A dashcam video of downtown Los Angeles on Christmas Day 2017 revealed the devastating reality of the city’s homelessness problem. The video, shot in the city’s Skid Row district, shows dozens of tents, makeshift shelters, and people walking aimlessly along streets littered with trash. The video looked like it was filmed in a third world country, not a major U.S. city.
Los Angeles County has the second largest homeless population of any region in the nation with more than 55,188 people lacking housing. A May 2017 report by the Los Angeles Homeless Services Authority found that homelessness increased by 23 percent in Los Angeles County over the previous year. To make matters worse, many Angelenos are one paycheck away from homelessness. L.A. has more people in poverty than any major city in America – a problem exacerbated by skyrocketing housing costs.
After years of failed efforts to address the problem, city leaders are contemplating a new idea: housing homeless people in trailers on city-owned parking lots. The proposal introduced by City Councilman Jose Huizar calls for installing five trailers on a downtown parking lot that will house about 67 people. The temporary shelter would operate for three years and officials hope those who live there would transition into permanent housing within six months, according to the Los Angeles Times.
The city has the money to build and operate the shelters – thanks in part to a sales tax hike to fund homeless services approved by voters last March. But is this a good idea or another government boondoggle?
The trailers would cost an estimated $2.3 million for the first year. That’s a high price to take care of a tiny percentage of the more than 25,000 people who sleep on the city’s streets each night. At a recent public event, Los Angeles Mayor Eric Garcetti asked City Council members to find locations in their districts to build additional trailers, referring to them as “pop-up villages.”
This is not the first time the city has tried something like this. In the late 1980s, then-Mayor Tom Bradley proposed creating a temporary campground for the homeless in the city’s downtown area. The “urban campground” – located on vacant land near the Los Angeles River – provided hundreds of homeless people with access to portable toilets, water, and lighting. After 103 days and nearly $400,000 in city costs, the project was shut down due to unsanitary conditions. Even then-Deputy Mayor Grace Davis said the experience left city officials convinced “we should not be in the shelter business,” according to The Times.
As PRI’s Fellow in California Studies Kerry Jackson points out a March 2017 column published in Fox & Hounds, increased efforts to house the homeless – mainly through federal vouchers in the 80’s and 90’s – did nothing to resolve the problem. In California, where the median home price is nearly a half million dollars, is it fair to ask taxpayers to bear the costs of housing the homeless?
As Jackson notes in Good Intentions: How California’s Anti-Poverty Programs Aren’t Delivering and How the Private Sector Can Lift More People Out of Poverty, a new policy brief by PRI’s Center for California Reform, state and local leaders should look to develop new and creative private-public partnerships that offer incentives for lifting people out of homelessness. As Jackson writes in Good Intentions, programs like St. John’s Program for Real Change in Sacramento, Solutions for Change in Vista, Working Wardrobes in Orange County, and Father Joe’s Villages in San Diego are “examples of real-life private charities that policymakers should consider replicating across the state.”

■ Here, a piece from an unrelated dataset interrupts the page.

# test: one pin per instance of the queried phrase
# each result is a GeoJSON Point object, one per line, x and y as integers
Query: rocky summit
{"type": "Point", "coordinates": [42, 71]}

In 2015, Father Joe’s Villages in San Diego provided more than 6,000 people with medical care, which the nonprofit estimates saved “the city of San Diego more than $1.8 million due to decreased use of hospital emergency services and ambulances.” The organization reported that in 2016, more than 800 of its clients moved into permanent housing and that 73 percent of its “clients who received targeted employment services in 2016 obtained employment” while “97 percent of clients who participated in our employment program increased their employability.” Father Joe’s is planning to renovate about 2,000 motel rooms in San Diego County into housing for the homeless – a project that will be funded in part by private donations.
Instead of getting back into the shelter business and making Los Angeles a stronger magnet for homeless people than it already is, city and state leaders should take steps to reform housing policies. As Jackson points out in Good Intentions, reducing the many government barriers that create disincentives for developers to build homes would go a long way toward creating a functioning housing market in a state that desperately needs one.
Homelessness will never be fully eliminated in Los Angeles or elsewhere. But we don’t need more “urban campgrounds” or “pop-up villages” for the homeless. Policymakers have an opportunity – and a responsibility – to embrace meaningful solutions that will create lasting change. As Jackson writes in Good Intentions, “rather than yoke the poor to government programs, empower them with opportunity. As many economists, the late Milton Friedman in particular, have noted, economic freedom has lifted more humans out of poverty than all government programs combined.”
Ben Smithwick is Director of Development for the Pacific Research Institute. Prior to joining PRI, he worked at Fox News Channel’s Los Angeles bureau and for the Santa Barbara News-Press.